Porteous returned to Saskatoon after the war and was named executive director of the Saskatoon Community Chest. He was later awarded the Order of Canada in 1974 for dedication to community affairs, and was appointed Lieutenant-Governor of Saskatchewan, the Queen’s representative, in 3 March, 1976, thus becoming that Province’s 14th Lieutenant Governor. He died in office on 6 February, 1978.
An interesting insight into Porteous' experience is that from 1960 until his death in 1978 Porteous was an enthusiastic advocate of the medical benefits of niacin. Dr. Abram Hoffer had approached him to request that he recommend it to the senior citizens in the social housing development which Porteous administered. Hoffer believed large doses of niacin, up to six grams a day, could retard the development and even reverse senility, as it dilates the blood vessels, thus improving circulation.
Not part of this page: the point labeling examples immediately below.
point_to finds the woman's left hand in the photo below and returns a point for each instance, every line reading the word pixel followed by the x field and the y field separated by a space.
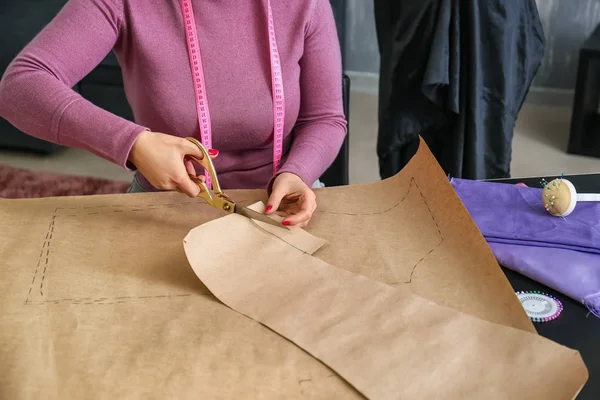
pixel 294 198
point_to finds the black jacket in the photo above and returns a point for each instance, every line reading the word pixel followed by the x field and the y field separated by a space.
pixel 455 72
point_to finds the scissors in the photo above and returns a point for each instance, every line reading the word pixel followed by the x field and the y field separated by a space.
pixel 216 198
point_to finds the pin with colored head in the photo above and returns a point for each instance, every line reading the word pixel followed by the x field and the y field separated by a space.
pixel 560 197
Porteous insisted he would not recommend anything to anyone which he had not first tried himself. For six months, he took the six grams a day and then recommended it to the senior citizens without reservation. As he told the Department of Veterans Affairs doctor on his next annual visit (he was on a 100% disability pension) that he had not felt as well since before the war; he could even touch his hands together above his head, not having been able to raise them above his shoulders before the treatment. He discovered that niacin had greatly relieved the severe arthritis and insomnia that had plagued him as a result of his wartime imprisonment and systematic starvation over a four-year period. He supported the use of this vitamin for all Canadian and US ex-prisoners of war suffering from similar symptoms.[1]